The coast is highly dynamic. A particular beach-dune system can show extensive change in just a few hours as a result of a single storm so the extent of change in a coastal landscape over the course of a human lifetime can be remarkable. These changes reflect the sensitivity of the coastal margin to changes in climate, sediment supply, sea level and, particularly over the last century, human activity (Hansom & Rennie, 2004).
Having experienced widespread and dramatic change in recent decades, Montrose Bay is a particularly good example of a dynamic coastline. Since the 1980s there has been persistent beach-dune erosion at the southern end of the bay. This has most notably resulted in 10s of meters of shoreline retreat in the dunes fronting the Montrose Medal Links golf course. The unstable, scarped dunes at this location are a signature of this on-going erosion.
Meanwhile, towards the northern end of the Bay at St Cyrus, the beach has been gradually building up over the same period of time. This has resulted in the development of a healthy and growing dune belt in sharp contrast to that in the south.

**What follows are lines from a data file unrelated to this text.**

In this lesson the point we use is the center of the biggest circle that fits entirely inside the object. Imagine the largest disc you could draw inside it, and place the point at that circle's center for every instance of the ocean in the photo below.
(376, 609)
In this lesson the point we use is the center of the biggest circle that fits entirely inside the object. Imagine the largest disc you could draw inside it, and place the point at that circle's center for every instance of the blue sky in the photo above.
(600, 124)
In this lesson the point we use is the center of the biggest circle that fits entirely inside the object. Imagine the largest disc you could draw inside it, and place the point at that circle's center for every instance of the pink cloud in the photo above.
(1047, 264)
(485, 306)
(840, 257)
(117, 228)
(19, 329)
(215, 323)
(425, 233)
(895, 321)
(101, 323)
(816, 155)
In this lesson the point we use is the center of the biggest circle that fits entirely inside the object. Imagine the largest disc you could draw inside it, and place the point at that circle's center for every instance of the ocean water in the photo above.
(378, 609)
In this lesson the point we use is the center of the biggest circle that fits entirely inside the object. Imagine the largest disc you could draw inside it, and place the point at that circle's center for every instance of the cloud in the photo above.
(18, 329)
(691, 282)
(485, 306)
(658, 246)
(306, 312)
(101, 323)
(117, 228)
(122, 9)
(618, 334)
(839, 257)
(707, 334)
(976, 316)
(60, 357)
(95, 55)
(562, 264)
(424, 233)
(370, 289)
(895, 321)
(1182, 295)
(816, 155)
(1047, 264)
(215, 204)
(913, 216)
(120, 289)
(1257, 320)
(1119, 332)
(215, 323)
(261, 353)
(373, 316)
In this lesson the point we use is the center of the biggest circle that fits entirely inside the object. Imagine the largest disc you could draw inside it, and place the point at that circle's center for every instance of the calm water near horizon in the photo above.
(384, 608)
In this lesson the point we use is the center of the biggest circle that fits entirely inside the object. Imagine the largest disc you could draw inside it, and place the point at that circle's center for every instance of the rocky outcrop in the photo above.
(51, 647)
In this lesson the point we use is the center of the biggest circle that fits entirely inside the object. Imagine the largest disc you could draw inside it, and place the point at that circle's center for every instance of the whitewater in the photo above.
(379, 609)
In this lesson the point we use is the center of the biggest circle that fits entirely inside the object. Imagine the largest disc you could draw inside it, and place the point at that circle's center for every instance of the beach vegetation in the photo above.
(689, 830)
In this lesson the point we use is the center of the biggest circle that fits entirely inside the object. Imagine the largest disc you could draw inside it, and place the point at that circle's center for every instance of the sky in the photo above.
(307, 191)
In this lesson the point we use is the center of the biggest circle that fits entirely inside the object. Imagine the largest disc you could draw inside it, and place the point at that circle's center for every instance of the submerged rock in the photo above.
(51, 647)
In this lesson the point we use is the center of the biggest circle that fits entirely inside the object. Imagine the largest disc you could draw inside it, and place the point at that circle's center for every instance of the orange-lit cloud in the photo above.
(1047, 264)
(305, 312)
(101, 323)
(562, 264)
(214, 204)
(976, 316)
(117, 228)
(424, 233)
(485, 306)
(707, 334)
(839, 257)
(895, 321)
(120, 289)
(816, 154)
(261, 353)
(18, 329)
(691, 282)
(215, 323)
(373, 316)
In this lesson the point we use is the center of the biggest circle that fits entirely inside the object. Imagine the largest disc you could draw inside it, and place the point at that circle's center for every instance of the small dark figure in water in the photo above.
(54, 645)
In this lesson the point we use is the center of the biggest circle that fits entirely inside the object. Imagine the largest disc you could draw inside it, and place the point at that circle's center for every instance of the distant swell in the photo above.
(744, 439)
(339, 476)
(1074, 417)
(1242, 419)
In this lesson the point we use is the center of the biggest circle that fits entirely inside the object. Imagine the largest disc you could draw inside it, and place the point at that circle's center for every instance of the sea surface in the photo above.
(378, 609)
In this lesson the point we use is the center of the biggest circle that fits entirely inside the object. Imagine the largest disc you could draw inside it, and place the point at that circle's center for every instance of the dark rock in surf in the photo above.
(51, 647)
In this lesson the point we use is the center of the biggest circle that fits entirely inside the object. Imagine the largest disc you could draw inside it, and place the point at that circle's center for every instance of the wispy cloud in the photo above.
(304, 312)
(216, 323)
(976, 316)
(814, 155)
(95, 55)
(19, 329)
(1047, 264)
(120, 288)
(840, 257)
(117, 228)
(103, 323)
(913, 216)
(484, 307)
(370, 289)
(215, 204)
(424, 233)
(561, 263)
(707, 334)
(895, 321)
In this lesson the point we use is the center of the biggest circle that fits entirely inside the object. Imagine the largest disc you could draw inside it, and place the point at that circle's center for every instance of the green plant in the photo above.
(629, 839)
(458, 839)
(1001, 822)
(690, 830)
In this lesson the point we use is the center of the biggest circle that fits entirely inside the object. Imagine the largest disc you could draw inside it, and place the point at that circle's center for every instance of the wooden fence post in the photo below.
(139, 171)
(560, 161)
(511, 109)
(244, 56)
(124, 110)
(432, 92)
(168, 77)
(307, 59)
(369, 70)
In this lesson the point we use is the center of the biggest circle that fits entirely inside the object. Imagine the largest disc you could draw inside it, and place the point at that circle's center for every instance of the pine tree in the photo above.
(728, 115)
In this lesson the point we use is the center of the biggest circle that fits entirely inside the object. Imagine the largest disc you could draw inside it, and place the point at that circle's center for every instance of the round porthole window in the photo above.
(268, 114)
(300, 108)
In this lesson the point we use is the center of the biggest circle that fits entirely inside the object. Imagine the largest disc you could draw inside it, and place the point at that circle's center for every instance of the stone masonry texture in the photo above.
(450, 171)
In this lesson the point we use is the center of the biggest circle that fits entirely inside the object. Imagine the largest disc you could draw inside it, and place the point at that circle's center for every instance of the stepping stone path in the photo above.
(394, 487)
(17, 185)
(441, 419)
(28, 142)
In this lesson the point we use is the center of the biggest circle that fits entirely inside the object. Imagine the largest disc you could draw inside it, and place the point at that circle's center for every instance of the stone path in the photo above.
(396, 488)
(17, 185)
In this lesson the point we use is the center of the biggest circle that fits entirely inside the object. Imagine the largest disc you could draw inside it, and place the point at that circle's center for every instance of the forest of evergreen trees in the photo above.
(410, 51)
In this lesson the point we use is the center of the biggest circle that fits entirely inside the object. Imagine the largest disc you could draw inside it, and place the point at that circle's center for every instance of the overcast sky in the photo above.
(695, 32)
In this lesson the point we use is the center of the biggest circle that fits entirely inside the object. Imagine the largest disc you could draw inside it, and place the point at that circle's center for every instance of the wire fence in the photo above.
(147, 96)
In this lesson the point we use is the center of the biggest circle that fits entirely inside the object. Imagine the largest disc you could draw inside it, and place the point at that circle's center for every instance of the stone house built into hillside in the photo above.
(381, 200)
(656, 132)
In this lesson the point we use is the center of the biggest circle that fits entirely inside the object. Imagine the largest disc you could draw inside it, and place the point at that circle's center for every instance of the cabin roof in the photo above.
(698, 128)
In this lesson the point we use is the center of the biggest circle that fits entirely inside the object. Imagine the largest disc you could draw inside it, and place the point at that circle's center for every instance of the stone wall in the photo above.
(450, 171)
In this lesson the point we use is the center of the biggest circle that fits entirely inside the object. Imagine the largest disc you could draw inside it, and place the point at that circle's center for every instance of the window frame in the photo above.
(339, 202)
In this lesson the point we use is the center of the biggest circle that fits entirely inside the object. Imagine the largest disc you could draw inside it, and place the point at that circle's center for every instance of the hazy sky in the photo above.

What has caused this pattern of coastal change? At any given site there is normally a range of contributory factors to erosion, both natural and man-made. However, in exposed, sandy coastal systems such as Montrose Bay, the wave-driven transport of sediment along the beach, known as longshore drift, usually exerts an overriding control on erosion and accretion. Thus, in recent years a dominant northward transfer of sediment in the bay via longshore drift has resulted in the current trend of erosion at the south of the bay, and growth in the north.
There is an old adage used in coastal geoscience which sums up perfectly the influence of longshore drift on shoreline evolution: one beach’s loss is another beach’s gain. This certainly rings true for Montrose Bay!
Hansom, J.D. & Rennie, A.F. 2004. Establishing the rate and sense of medium term coastal changes: St. Cyrus, Scotland. Littoral 2004. 20-22 September. Aberdeen. Scotland.